Jon is finishing up his JD/MBA this semester and will be working at a FinTech company called CBXmarket in New York City after graduation. Christina is clerking for Judge Mala Sundar in New Jersey Tax Court and is interested in working in healthcare law in the future. The couple have a daughter, named Addison.
Adam Wilson ’13 and Samantha Gross ’14 were both attending Rutgers Law School in Camden, but finally got to know each other their 3L year when they worked together on the Journal of Law and Public Policy.
Gross was the Editor-in-Chief and Wilson was on the Executive Board. He knew she liked Scotch so he surprised her with a bottle of his favorite brand and the two shared a casual drink together before going out on an official date. After their first date, Wilson wrote her a “Motion to Compel a Second Date” in the style of a legal motion. It worked – the couple dated for more than three years before getting married in September 2017.
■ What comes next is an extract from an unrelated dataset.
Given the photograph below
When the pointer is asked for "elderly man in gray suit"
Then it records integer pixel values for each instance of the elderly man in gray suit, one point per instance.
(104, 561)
After graduation, Wilson went to work for Hinkle, Fingles, Prio & Fischer, a firm that specializes in representing parents and families of people with developmental disabilities. Gross, who also earned her master’s degree in public health, worked for Pepper Hamilton before getting her current job as in-house counsel for a hospital system.
Their advice to other law students? Gross said, “Law school is challenging both mentally and socially. The uncertainty of grades, competing with your classmates and friends, it leads to more intense relationships with friends and romantically. That vulnerable environment made falling in love hard, but also established the bonds that kept us together afterwards.”
And Wilson said supporting each other through the bar exam was stressful, but strengthened their relationship. His rules for a happy marriage: “Don't lie to your partner even about seemingly inconsequential things,” he said. “And always remember that they are your best friend and treat them with respect."